Giving feedback that encourages a growth mindset

The Teaching Commons authors a series of featurettes,  known as "The sCoop,"  in order to address your concerns and provide helpful tips toward being an innovative and inspiring educator.     This week's blog showcases one of our sCoop sheets on how to encourage a growth mindset in the classroom.

Arshad took one look at the comments on his first assignment and decided to drop the course. When asked why he said, ‘I knew I wasn’t going to be any good at this and now I have proof. Look I got a terrible grade.’ ‘What did the prof say about your work?’ asked a friend. ‘Nothing, I just got a grade.’ Arshad believes that he is not able to reach the required grade in this course. His mind may not have been changed even if the professor had made comments, but there is a chance that he would have continued and done well had the

feedback encouraged a growth mindset. A growth mindset is one that assumes that it is possible to improve. The opposite is a mindset that takes a less than perfect grade as evidence of inability to achieve. We can help our students to believe in their ability to improve if we are mindful about the nature and timing of the feedback that is given.

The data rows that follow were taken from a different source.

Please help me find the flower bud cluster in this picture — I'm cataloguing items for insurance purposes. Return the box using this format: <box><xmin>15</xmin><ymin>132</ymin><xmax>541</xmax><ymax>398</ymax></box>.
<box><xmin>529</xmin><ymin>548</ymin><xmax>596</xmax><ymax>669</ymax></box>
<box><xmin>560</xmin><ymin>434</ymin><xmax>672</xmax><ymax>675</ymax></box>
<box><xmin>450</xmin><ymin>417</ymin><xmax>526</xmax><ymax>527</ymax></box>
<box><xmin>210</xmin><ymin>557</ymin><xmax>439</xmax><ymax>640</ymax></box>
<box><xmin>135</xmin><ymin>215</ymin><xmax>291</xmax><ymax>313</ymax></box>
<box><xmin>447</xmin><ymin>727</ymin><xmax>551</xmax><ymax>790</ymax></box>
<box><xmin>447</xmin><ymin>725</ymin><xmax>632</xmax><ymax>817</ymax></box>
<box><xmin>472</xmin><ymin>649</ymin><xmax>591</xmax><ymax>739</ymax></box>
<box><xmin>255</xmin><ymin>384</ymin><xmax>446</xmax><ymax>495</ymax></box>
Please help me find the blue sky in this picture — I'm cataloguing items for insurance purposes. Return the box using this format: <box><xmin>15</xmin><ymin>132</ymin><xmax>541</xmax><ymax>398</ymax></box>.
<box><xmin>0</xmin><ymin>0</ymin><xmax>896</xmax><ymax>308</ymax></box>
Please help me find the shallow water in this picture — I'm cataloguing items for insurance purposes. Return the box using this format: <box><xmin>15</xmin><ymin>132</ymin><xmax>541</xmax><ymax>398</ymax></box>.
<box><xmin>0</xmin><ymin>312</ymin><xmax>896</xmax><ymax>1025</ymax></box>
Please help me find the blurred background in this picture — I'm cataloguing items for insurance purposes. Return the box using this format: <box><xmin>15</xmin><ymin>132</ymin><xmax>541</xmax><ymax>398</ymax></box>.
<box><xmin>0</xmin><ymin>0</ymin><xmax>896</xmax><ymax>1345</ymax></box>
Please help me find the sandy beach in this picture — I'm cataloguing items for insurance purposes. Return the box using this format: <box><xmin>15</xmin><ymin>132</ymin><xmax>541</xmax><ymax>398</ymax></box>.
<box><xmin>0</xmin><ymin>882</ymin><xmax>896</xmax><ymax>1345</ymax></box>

  1. Give feedback that the recipient can use – give concrete advice as to how to improve, the student can take this and apply it to the next piece of work. Some professors intentionally build assessments so that the feedback from one can inform performance in the next.
  2. Be specific as to how to improve in the future – what would make this work better? For instance instead of saying ‘the grammar is poor’, suggest that the student work on their use of commas or apostrophes. If the student appears to have misunderstood a concept, refer them to the basics.
  3. Criticize the work not the student – be specific about the work that is under review, rather than making comments about the student, for example ‘your writing is terrible’ is less helpful to focus on the submitted work and the strengths and weaknesses in the work, rather than implying this is a reflection of the person themselves. A growth mindset thrives when students can see that it is possible for them to improve.
  4. Expect that the highest standards are achievable by all – Students are quite skilled at telling themselves they can’t do something, we can raise aspirations by assuming that everyone can achieve.
  5. Appreciative feedback is valuable – This doesn’t mean avoiding telling hard truths, but it does mean mentioning what was done well and why instead of only focusing on the negatives.
  6. Provide timely feedback – For feedback to be useful the student needs to remember doing the work, so providing a small amount of feedback within a couple of days is more useful that a lot of feedback two or three weeks later.
  7. Low stakes assessment with feedback early in the course – let students know how they are performing and how to improve with an assignment in the first few weeks of the course that is low stakes in terms of grades.

Further reading on this topic:

• See Formative Assessment in Fry, Ketteridge and Marshall 2009
A Handbook for Teaching and Learning in Higher Education, 3rd Edition, Routledge.